Growing up we usually create an image of who our dream guy is. It's typically based on a movie you saw, someone you had a crush on at school, or maybe someone older who you really looked up too. My best friend and I created a list of attributes our future man had to have when we were freshmen in high school. Some of these characteristics were blue eyes, taller than 6 feet, super athletic, outgoing but not too outgoing, friendly but not a flirt, and Jesus loving. Looking back these qualities are a decent representation on what I was looking for in a guy but most were very outwardly oriented.
Finding someone to do life with is not an easy task, but to only take into account the physical attributes you're looking for is foolish. Not only will the relationship be shaky but our physical appearance changes so much over time just looking at that aspect will not work the way you want it too. So I want to help you gals out with some common misconceptions about the elusive MR. RIGHT.
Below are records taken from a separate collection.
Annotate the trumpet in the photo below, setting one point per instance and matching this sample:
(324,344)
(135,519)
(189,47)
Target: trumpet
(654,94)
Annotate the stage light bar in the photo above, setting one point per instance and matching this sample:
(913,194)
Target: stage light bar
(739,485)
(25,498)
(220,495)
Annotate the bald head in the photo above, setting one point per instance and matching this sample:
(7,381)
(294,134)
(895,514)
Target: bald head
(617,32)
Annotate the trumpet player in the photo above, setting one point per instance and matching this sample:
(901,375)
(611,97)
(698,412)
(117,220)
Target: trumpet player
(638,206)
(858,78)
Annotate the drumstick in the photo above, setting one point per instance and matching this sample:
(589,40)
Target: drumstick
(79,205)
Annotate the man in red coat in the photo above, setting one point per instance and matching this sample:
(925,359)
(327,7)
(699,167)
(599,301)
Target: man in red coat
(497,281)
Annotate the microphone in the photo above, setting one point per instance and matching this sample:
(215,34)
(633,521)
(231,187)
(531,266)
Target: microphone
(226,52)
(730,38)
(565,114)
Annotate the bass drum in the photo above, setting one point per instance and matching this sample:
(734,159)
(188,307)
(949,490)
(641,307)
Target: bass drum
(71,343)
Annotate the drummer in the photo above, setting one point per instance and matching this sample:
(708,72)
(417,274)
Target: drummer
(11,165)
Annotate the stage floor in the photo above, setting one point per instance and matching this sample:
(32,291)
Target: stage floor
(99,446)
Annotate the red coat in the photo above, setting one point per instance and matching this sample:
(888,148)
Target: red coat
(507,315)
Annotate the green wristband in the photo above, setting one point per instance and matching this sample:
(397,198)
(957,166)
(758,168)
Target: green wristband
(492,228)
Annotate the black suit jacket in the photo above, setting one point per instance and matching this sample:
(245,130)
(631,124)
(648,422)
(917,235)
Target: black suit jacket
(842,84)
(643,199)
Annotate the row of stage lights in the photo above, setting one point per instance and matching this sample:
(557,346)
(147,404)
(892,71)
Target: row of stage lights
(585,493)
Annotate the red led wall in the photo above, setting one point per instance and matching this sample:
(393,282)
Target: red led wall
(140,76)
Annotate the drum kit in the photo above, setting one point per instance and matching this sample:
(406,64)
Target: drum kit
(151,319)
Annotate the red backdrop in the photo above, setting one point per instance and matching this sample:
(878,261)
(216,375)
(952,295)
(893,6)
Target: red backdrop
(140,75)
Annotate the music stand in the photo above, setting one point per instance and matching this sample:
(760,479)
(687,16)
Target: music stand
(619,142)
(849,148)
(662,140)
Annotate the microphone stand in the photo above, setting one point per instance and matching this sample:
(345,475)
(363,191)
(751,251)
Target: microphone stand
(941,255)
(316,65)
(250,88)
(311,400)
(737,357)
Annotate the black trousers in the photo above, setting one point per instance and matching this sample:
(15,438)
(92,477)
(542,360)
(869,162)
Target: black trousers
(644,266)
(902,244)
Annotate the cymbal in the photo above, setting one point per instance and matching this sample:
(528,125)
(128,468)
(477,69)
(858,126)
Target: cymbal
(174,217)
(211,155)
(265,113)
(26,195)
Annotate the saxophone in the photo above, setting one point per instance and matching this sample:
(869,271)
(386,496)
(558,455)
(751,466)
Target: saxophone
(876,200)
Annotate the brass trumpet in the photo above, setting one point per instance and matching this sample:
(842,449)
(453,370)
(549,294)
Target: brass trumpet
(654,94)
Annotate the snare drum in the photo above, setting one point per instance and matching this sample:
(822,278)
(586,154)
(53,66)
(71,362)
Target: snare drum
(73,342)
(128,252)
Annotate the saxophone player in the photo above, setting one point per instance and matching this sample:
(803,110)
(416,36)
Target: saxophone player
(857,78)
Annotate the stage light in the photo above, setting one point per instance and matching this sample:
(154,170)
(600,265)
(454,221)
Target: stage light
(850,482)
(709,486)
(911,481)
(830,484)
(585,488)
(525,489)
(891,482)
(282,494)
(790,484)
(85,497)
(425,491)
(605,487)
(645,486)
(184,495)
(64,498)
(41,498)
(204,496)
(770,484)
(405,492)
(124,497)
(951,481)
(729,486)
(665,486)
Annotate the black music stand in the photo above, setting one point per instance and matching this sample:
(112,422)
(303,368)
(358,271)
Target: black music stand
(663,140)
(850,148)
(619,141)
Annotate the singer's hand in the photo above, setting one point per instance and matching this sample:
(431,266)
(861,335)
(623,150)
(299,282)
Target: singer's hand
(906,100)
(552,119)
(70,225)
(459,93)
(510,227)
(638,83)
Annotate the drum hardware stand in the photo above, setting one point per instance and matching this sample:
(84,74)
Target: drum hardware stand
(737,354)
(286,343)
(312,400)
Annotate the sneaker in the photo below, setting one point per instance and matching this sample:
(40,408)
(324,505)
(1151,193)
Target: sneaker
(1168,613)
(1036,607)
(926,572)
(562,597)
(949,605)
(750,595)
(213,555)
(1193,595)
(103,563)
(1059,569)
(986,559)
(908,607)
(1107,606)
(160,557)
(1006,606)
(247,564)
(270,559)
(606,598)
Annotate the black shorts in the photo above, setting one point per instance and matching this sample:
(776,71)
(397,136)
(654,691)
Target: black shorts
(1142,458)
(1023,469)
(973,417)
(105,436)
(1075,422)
1. He isn't waiting outside your window.
Sorry to break it to you fairy-tale lovers, but unfortunately your dream guy is out doing his own thing, trying to figure out his own life and he probably has no idea who you are. The movies do a great job portraying love as magical. While some people have magical stories, it usually involves getting out there and creating friendships first!
2. He isn't perfect
Contrary to popular belief, your special someone is not by any means perfect. We are all human and we all have flaws so if you're looking for someone who is "perfect," Jesus might be the only person you find. I must say this though, when you find your person, their flaws and imperfections will not steer you away from them. In my past relationships, after the first initial heart eyes stage I recognized some flaws the other person had. What drove me to break up with them was that I wasn't ready to handle their flaws. When I met my husband, his flaws were also things I loved about him. To me they were beautiful, and set him apart from anyone else I had ever met.
3. He might not be anything like the guy you dreamed about as a teenager.
You might be surprised who sparks your fancy! You could have dreamed about falling for a guy like Zac Efron but the one you actually fall for is more like Will Pharrel! Is that bad though? Definitely not! Finding the person you want to spend the rest of your life with is about more than just physical appearance. Sure, you do need to be physically attracted to them but to be completely honest, if you love their personality and quirks, they become even more physically attractive to you. Plus, if you are seriously wanting to find your soulmate, liking who they are as a person is a WAY higher priority.
Guys seem like mysterious creatures to some women, but according to my husband "you just have to go out there and tell them you like them." Most men are clueless if you have a crush on them, and sometimes they have a crush on you too. However, they might be just as scared to tell you as you are to tell them. Funny how that works... :)
Don't be afraid to pursue someone who is different than your usual preference. They might just be your Prince Charming.